Art in America,  Nov, 2001  by Ken Johnson

Asked once to comment on the relationship between art and sex in his work, Pablo Picasso declared in his typical conversation-stopping style, "They're the same thing." (1) "Picasso Erotique," an expansive exhibition mostly of works on paper, boldly proposes that we take Picasso at his word, that we see sex as not just a semiprivate sideshow in his career, but as the main event. Including some 350 works--40 paintings, 30 sculptures and hundreds of prints and drawings--the show spills before us a chronologically arranged cornucopia of sexually charged images, embodied in so many different forms that it's tempting to think that eros was indeed the essential fuel that drove Picasso's enterprise.

The problem is that representing Picasso as a prisoner of sex, to borrow Norman Mailer's phrase, makes him a narrower artist than he was; it's like calling Walt Whitman a gay poet, or Henry Miller a dirty-book writer. Contemplating the amazing variety of forms and styles in which Picasso incarnates sexual ideas, you could make a case that Picasso was less interested in sex per se than in how he could exploit it for the sake of art. In that sense, it's the how of these works, not the what, that fascinates--from the nostalgic romance of the Blue Period to the ham-fisted primitivism of his last paintings.

Then again, Picasso's representation of sexual subjects inevitably brings into play a psychological dimension that is naturally less prominent in, say, his still lifes or portraits. If you track the erotic in Picasso, the diversity of his approach begins to seem the necessary realization of an inner multiplicity of self, a wildly complex and contradictory psychic pluralism. What impresses is not one super-libidinous man's insatiable obsession but his openness to an inner multitude of sexual personae, each of which he sought to provide with its own uniquely apt vehicle of expression. Picasso was as much theater director as painter or sculptor, and among his cast of archetypal characters are the lover, the hedonist, the clown, the visionary, the scientist, the nostalgic old man and the angry young man, the earth mother, love goddess, succubus, vamp and whore--all of whom he deploys with consummate skill.

Picasso's erotic work is marked by its range of mood and style right from the start. For example, the wan poetry of the Blue and the Rose periods--the latter represented in "Picasso Erotique" by The Harem (1906) and some related works--coexists with a randy comic idiom reminiscent of Toulouse-Lautrec. Beginning with a little sketch of copulating donkeys made about 1894, when the artist was barely a teenager, the exhibition includes, from the next decade or so, many journalistic drawings based on visits to brothels, lots of sketches of young women naked but for thigh-high stockings; an image of a beautiful blonde administering fellatio to the artist's friend Isidro Nonell; and, most strikingly, a sweet drawing in a wobbly blue ink line of a young man (apparently the artist himself) performing cunnilingus on a spread-eagled woman who covers her eyes in a gesture of unbearable delight.

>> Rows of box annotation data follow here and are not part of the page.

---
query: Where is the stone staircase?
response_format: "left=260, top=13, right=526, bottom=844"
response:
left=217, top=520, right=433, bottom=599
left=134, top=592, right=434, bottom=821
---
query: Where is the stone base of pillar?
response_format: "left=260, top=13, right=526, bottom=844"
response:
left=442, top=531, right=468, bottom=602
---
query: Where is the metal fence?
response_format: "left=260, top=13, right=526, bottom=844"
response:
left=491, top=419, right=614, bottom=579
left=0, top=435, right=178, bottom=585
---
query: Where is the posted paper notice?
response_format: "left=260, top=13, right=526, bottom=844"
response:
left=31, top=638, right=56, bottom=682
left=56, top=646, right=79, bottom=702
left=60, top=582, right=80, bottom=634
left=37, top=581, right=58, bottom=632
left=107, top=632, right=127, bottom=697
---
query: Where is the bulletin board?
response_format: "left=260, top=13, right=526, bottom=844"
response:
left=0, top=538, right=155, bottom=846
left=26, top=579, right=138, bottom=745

In a more fantastical vein, there is a goofy, exactingly etched scene from the story of Salome (1905), with a cast of funny grotesques including an old woman dancing nude, a corpulent Herod and a naked man using a small boy as a violin. Overall, it looks like something that might have inspired Jim Nutt. And postcard-size, emblematic images--a naked woman with a fish hooked to her vagina (1902-03), an anthropomorphized phallus with a little naked woman nested in the scrotum (1903)--could be the icons of some sexual mystery cult.

For all its bawdy variety, however, Picasso's sexual imagination remains remarkably conventional. Compared to erotic specialists like Beardsley, Bellmer or Balthus, he's pretty normal. Exclusively heterosexual, his imagery shows no sign of fetishism or sadomasochism, no unseemly interest in children. If Picasso is polymorphously perverse, he sublimates it into a promiscuous play with form and style.

With Demoiselles d'Avignon of 1907, the relationship among the erotic, the formal and the theatrical comes to the fore with a vengeance. The painting itself is not included in the show, unfortunately, but some small preparatory studies are, and the catalogue includes a lucid and informative essay about it called "Les Demoiselles d'Avignon and Picasso's Erotic Theatre" by Robert Rosenblum. Rosenblum offers a brief disquisition on the history of erotic display in painting, touching on artists like Delacroix, Ingres and the early Cezanne, and fleshing out the traditional background against which Picasso knowingly plays. What Rosenblum does not directly address, however, is the assaultive impact of the picture. While his predecessors used deductive painting to draw the viewer into words of orgiastic promise, Picasso gives us a frieze of blocky, zombie-eyed gorgons enveloped in flamelike swathes of sharply creased drapery, a hellish spectacle more likely to cause detumescence than its opposite in the average male viewer. This is a theater more of cruelty than of eros.